Chart2Vec: A Universal Embedding of Context-Aware Visualizations
Qing Chen, Ying Chen, Ruishi Zou, Wei Shuai, Yi Guo, Jiazhe Wang, Nan Cao
TL;DR
Chart2Vec introduces a context-aware universal embedding for visualizations by learning from declarative chart facts and their contextual co-occurrence in multi-view visualizations. It combines a CFG-based structural representation with Word2Vec-based semantic encoding, learned through a multi-task loss that fuses linear interpolation and triplet learning across four-chart inputs. The approach is evaluated with a large, carefully curated dataset of 849 data stories and 249 dashboards (6014 visualizations) and shows improvements over ChartSeer and Erato in retrieval and co-occurrence tasks, supported by a user study and ablation analyses.

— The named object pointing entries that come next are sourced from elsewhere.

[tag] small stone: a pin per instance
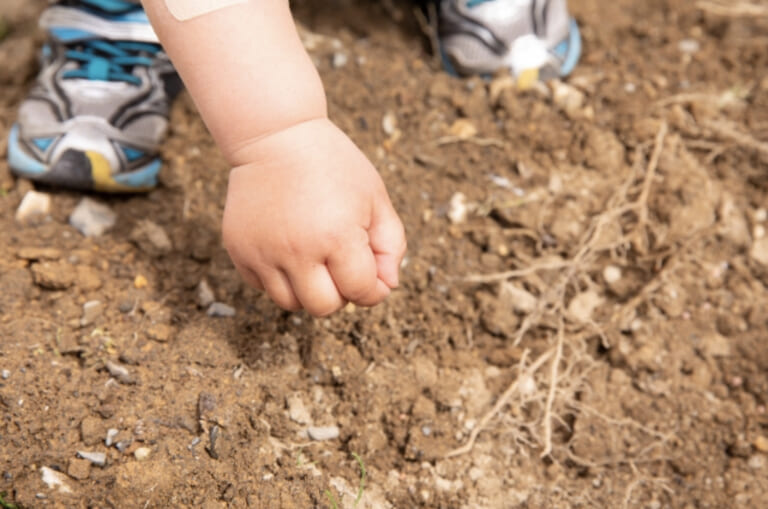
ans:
(91, 430)
(110, 439)
(457, 208)
(160, 332)
(39, 253)
(142, 453)
(91, 311)
(761, 443)
(92, 218)
(120, 373)
(583, 306)
(140, 282)
(320, 433)
(688, 46)
(79, 469)
(151, 238)
(339, 59)
(54, 479)
(33, 207)
(462, 129)
(221, 310)
(97, 458)
(756, 461)
(389, 123)
(205, 296)
(759, 251)
(611, 274)
(517, 298)
(53, 275)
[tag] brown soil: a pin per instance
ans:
(621, 361)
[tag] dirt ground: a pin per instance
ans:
(582, 319)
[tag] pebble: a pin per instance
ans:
(92, 218)
(339, 59)
(389, 123)
(120, 373)
(110, 439)
(91, 311)
(320, 433)
(756, 461)
(221, 310)
(759, 251)
(205, 296)
(611, 274)
(296, 410)
(54, 479)
(457, 208)
(97, 458)
(142, 453)
(761, 443)
(33, 207)
(689, 46)
(583, 305)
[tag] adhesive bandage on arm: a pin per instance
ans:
(183, 10)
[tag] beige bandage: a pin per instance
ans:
(188, 9)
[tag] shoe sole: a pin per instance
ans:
(568, 50)
(80, 170)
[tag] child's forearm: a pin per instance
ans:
(246, 69)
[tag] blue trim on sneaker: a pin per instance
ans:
(132, 154)
(19, 160)
(571, 51)
(113, 6)
(142, 178)
(66, 34)
(43, 143)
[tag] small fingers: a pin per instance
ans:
(316, 290)
(354, 271)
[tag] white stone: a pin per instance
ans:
(54, 479)
(142, 453)
(205, 296)
(389, 123)
(320, 433)
(457, 208)
(92, 218)
(33, 206)
(97, 458)
(521, 300)
(583, 305)
(296, 409)
(611, 274)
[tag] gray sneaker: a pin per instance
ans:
(99, 108)
(534, 39)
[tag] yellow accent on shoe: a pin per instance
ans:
(102, 176)
(527, 79)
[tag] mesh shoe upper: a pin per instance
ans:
(481, 36)
(99, 107)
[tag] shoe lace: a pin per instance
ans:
(110, 61)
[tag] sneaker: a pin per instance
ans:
(99, 108)
(534, 39)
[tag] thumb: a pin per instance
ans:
(387, 239)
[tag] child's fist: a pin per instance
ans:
(309, 221)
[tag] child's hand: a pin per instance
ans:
(308, 220)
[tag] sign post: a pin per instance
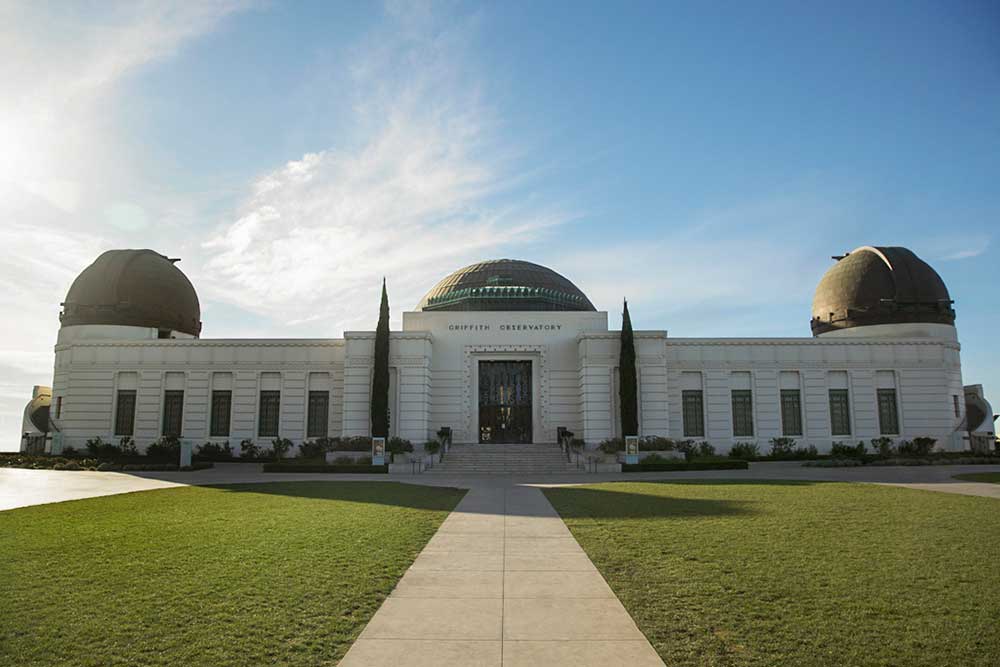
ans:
(378, 451)
(631, 449)
(185, 461)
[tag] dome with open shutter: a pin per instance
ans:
(505, 285)
(138, 288)
(880, 285)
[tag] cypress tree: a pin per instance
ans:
(380, 379)
(627, 384)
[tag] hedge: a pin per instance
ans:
(340, 468)
(693, 465)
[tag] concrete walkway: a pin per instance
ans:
(503, 582)
(23, 488)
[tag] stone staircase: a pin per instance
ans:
(508, 459)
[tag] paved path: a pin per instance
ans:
(503, 582)
(22, 488)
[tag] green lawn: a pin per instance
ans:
(989, 477)
(797, 573)
(264, 574)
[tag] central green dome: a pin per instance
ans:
(506, 285)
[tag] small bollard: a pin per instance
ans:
(185, 461)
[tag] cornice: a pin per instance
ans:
(197, 342)
(616, 335)
(704, 342)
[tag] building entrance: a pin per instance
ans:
(505, 413)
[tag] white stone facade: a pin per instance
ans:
(573, 356)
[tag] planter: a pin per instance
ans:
(598, 467)
(332, 456)
(414, 467)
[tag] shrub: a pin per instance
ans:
(782, 447)
(127, 446)
(839, 450)
(686, 447)
(98, 449)
(809, 452)
(249, 449)
(397, 445)
(281, 446)
(654, 442)
(833, 463)
(744, 450)
(921, 446)
(214, 451)
(704, 450)
(719, 464)
(315, 449)
(883, 447)
(612, 445)
(168, 448)
(357, 443)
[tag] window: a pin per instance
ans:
(694, 412)
(742, 412)
(888, 413)
(222, 401)
(317, 419)
(125, 412)
(173, 412)
(840, 412)
(791, 412)
(270, 404)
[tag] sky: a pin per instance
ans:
(704, 160)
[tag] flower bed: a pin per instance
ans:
(687, 465)
(338, 468)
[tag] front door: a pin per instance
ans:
(505, 401)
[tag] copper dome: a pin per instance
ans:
(138, 288)
(880, 285)
(505, 285)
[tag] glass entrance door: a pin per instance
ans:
(505, 401)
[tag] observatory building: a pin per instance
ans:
(506, 351)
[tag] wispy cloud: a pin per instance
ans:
(413, 197)
(966, 254)
(58, 64)
(751, 255)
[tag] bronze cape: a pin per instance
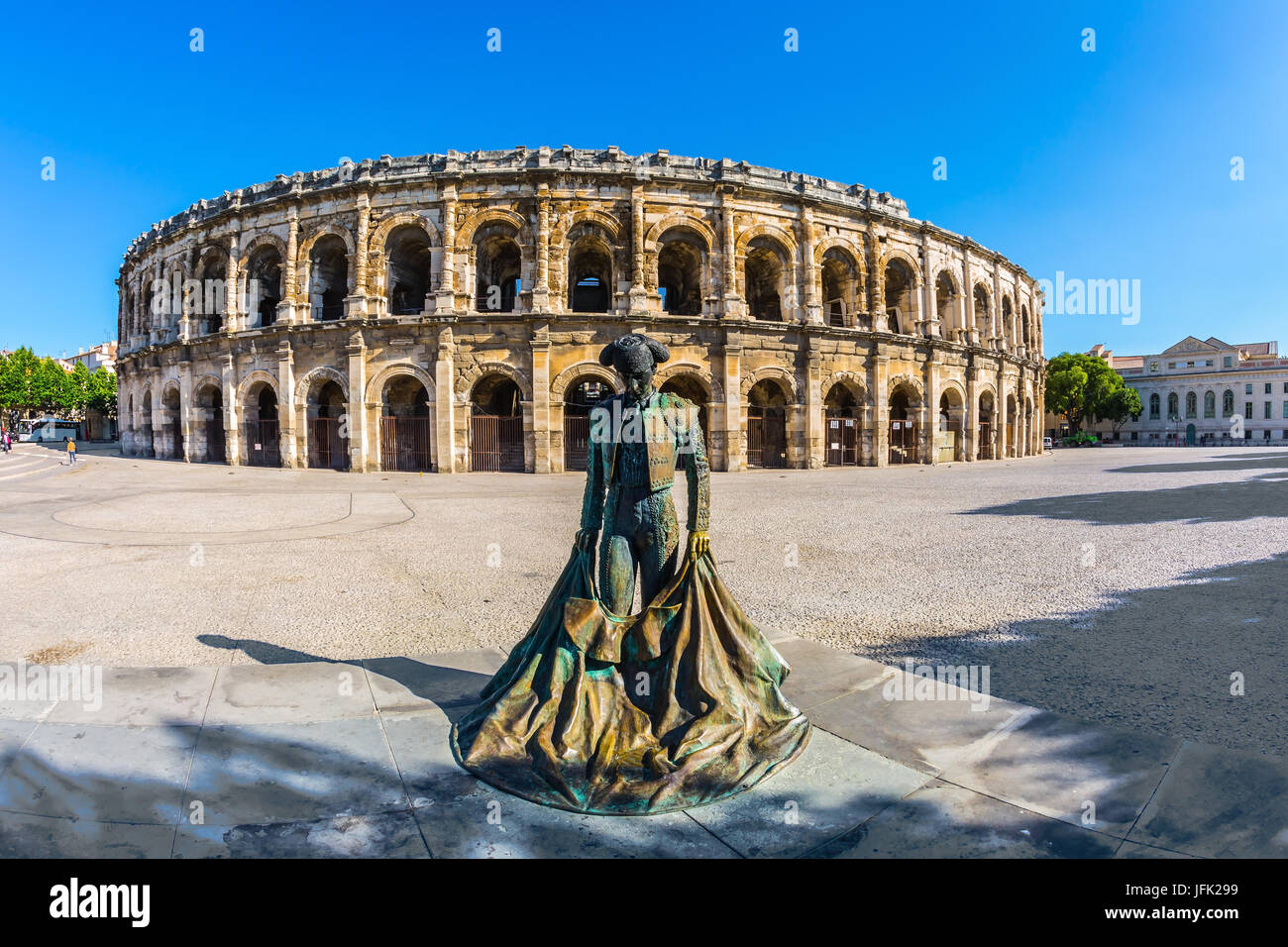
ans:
(638, 715)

The work enables downstream tasks such as visualization recommendation and storytelling and suggests generalizability to other formats and real-world BI tools, marking a step toward scalable context-aware visualization intelligence.
Abstract
The advances in AI-enabled techniques have accelerated the creation and automation of visualizations in the past decade. However, presenting visualizations in a descriptive and generative format remains a challenge. Moreover, current visualization embedding methods focus on standalone visualizations, neglecting the importance of contextual information for multi-view visualizations. To address this issue, we propose a new representation model, Chart2Vec, to learn a universal embedding of visualizations with context-aware information. Chart2Vec aims to support a wide range of downstream visualization tasks such as recommendation and storytelling. Our model considers both structural and semantic information of visualizations in declarative specifications. To enhance the context-aware capability, Chart2Vec employs multi-task learning on both supervised and unsupervised tasks concerning the cooccurrence of visualizations. We evaluate our method through an ablation study, a user study, and a quantitative comparison. The results verified the consistency of our embedding method with human cognition and showed its advantages over existing methods.